The Liberation of L.B. Jones: GROOVY

Saturday, October 30, 2010

The Norseman (1978)



So shamelessly absurd that it’s almost amiable, this medieval adventure stars Lee Majors as the chief of a Viking war party that sets ashore in 11th-century America to rescue their lost buddies from the clutches of dastardly Native Americans, with the help of a weather-controlling wizard and an Indian woman who inexplicably turns on her people. Suffice to say that Majors, a strapping Michigander with the acting range of a Pet Rock, doesn’t exactly disappear into his role as “Thorval the Bold”; from his flat Midwestern line readings to his perfectly groomed ’70s-stud mustache, he’s preposterous.
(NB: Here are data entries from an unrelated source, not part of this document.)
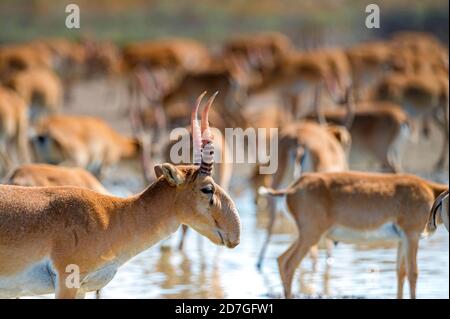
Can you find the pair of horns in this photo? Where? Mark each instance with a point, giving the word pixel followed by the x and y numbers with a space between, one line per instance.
pixel 202 137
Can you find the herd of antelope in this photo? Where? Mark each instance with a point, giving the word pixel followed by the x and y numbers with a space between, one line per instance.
pixel 373 96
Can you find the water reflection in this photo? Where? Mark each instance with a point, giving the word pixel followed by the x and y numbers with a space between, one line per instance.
pixel 204 270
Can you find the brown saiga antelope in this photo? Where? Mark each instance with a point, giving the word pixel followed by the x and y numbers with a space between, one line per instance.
pixel 222 171
pixel 41 88
pixel 44 175
pixel 351 202
pixel 382 128
pixel 13 127
pixel 440 210
pixel 304 146
pixel 46 231
pixel 424 95
pixel 81 141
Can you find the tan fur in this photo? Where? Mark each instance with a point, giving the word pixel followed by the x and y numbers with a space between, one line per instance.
pixel 377 127
pixel 67 225
pixel 39 86
pixel 22 57
pixel 186 54
pixel 13 127
pixel 44 175
pixel 82 141
pixel 359 201
pixel 304 139
pixel 422 95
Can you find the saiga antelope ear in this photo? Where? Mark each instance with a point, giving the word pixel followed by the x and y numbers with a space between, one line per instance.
pixel 171 174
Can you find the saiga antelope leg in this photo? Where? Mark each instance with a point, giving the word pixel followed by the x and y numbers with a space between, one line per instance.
pixel 411 263
pixel 290 260
pixel 63 292
pixel 184 230
pixel 277 179
pixel 401 269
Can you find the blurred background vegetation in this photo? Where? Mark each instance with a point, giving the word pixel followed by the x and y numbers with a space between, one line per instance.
pixel 305 21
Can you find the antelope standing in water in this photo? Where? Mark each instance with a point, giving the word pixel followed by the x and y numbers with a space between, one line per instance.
pixel 349 205
pixel 81 141
pixel 41 88
pixel 45 230
pixel 305 146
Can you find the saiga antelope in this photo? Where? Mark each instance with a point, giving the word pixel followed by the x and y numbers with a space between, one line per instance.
pixel 13 127
pixel 81 141
pixel 222 171
pixel 382 128
pixel 43 231
pixel 340 205
pixel 423 96
pixel 304 146
pixel 41 88
pixel 44 175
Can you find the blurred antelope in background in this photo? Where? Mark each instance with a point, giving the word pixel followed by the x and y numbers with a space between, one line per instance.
pixel 81 141
pixel 13 129
pixel 339 205
pixel 99 233
pixel 41 89
pixel 305 147
pixel 44 175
It doesn’t help that his Viking costume includes a black superhero mask for no discernible reason, and that he spends much of the movie running in slow motion, which makes the film seem like a dream sequence from one of his Six Million Dollar Man episodes. Jack Elam, another performer who’s about as American as they come, plays the wizard, scowling from under the black cloak that hides his unconvincing hunchback prosthetic. The picture starts out well enough with a fusillade of action and semi-coherent plotting, then devolves into a series of needlessly protracted fights and chase scenes; even the spectacle of watching Majors spout silly dialogue wears thin. (Sample line: “Our shores are laden with the remains of intruders whose ambitions were far greater than their fighting skills.”) Running the show is writer-producer-director Charles B. Pierce, a prolific hack who spared every expense making robustly bad movies like The Town That Dreaded Sundown (1976). Pierce shot The Norseman in Florida—which everybody knows is exactly where Native Americans and Vikings would most likely tussle—and he didn’t break the bank acquiring the picture’s one impressive prop, because a closing credit thanks the city of Newburn, NC, “for furnishing the Viking boat.”